An old bunker in Bordeaux has been transformed into a permanent exhibition space with digital art installations on the walls and reflected in the water of its huge basins.
« Sleeping beauty » wakes up.
A land of vineyards and one of the few historic urban areas to be recognized as a UNESCO World Heritage Site, Bordeaux is already an extremely attractive destination. Now that a permanent exhibition space dedicated to digital art installations has opened in a former World War II submarine base, tourists have one more reason to consider a future visit to the sleeping beauty.
The Bassins de Lumières are located in a concrete bunker built in the early 1940s by the German army that occupied Bordeaux to store its fleet of submarines shared with Italy. The opening was originally planned for April 17, 2020, but delayed due to containment, the former submarine base finally reopened on June 10 as the world’s largest digital art center.
Culture, otherwise
Inside the transformed space, visitors can cross footbridges over four 12-metre-deep basins in the former submarine base, each about 110 metres long. Immersive digital installations take over the imposing walls of the emblematic building, with works of art reflecting on the water in its enormous basins.
The brain behind the redesign of this historic structure in Bordeaux is the French museum and exhibition workshop known as Culturespaces, which also stages immersive digital exhibitions devoted to installations of works by great 19th century artists at the Atelier des Lumières in Paris. The Bassins de Lumières in Bordeaux also presents high-tech projections of works by influential artists, but its exhibitions are presented on a surface five times larger than that of the digital art centre in Paris.
A program in music and color.
The opening programs of the Basins of Light focus on Gustav Klimt, the late 19th century Viennese painter who led the Vienna Secession, and Paul Klee, a Swiss German artist and professor at the Bauhaus Art Institute, known for his depictions of Expressionism, Cubism and Surrealism.
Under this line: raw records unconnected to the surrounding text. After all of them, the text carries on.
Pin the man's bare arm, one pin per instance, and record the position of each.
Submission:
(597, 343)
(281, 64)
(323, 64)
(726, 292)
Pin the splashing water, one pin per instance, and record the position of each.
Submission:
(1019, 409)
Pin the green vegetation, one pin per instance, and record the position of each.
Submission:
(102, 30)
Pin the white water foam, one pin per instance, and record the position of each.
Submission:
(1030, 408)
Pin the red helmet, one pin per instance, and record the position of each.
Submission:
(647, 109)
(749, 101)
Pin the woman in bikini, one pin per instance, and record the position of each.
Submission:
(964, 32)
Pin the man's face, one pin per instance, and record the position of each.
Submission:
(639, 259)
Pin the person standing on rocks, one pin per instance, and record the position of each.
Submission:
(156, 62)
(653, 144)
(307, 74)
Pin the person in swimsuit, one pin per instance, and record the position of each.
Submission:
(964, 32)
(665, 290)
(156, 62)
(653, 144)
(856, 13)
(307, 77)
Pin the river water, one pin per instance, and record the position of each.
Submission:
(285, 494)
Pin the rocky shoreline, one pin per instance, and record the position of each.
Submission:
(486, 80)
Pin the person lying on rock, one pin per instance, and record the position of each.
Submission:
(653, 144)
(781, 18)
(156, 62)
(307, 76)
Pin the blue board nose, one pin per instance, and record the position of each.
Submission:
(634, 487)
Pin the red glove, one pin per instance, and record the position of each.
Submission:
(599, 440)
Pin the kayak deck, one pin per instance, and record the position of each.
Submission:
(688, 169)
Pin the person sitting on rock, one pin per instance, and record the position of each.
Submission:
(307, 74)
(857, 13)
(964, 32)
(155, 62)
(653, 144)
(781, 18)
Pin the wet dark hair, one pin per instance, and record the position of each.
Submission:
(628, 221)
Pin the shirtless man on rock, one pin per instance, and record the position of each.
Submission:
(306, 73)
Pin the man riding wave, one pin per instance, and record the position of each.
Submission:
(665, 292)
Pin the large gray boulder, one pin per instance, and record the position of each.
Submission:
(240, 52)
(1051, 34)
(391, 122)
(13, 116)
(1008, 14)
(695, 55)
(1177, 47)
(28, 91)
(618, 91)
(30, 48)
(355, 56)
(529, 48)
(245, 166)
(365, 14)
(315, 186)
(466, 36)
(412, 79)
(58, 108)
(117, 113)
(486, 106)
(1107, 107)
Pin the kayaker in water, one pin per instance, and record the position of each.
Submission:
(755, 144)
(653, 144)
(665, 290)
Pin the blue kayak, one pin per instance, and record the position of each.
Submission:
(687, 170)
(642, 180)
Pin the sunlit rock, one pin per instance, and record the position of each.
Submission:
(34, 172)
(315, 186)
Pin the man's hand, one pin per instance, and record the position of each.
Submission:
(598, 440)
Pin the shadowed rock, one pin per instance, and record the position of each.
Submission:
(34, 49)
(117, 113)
The two exhibitions, entitled Gustav Klimt, Gold and Colours and Paul Klee, Painting Music, will run until 3 January 2021. The Culturespaces team indicates that the exhibitions at the Bassins de Lumières will change every year.
Bordeaux’s impressive digital art center also includes newly constructed spaces beyond the four basins of the former bunker, including a 9-meter high space dedicated to installations by budding digital artists, such as the Turkish digital art studio Ouchhh and the Bordeaux collective Organ’Phantom. The site also includes an educational museum that traces the history of the former submarine base through archive images, films and, as appropriate, large-scale projections.
A promising exhibition.
It is not difficult to predict that this digital art centre transformed into a World War II bunker will be a great success with travellers (once Europe’s external borders have been reopened to international travellers). On the one hand, Bordeaux can be reached from Paris in only two hours by train.
The exhibition space merges two increasingly popular travel trends: trendy digital art museums, which focus solely on technical art installations, and the concept of adaptive reuse, which consists of redeveloping old structures to make them work again, such as hotels, restaurants or, in this case, impressive spaces for exhibiting works of art.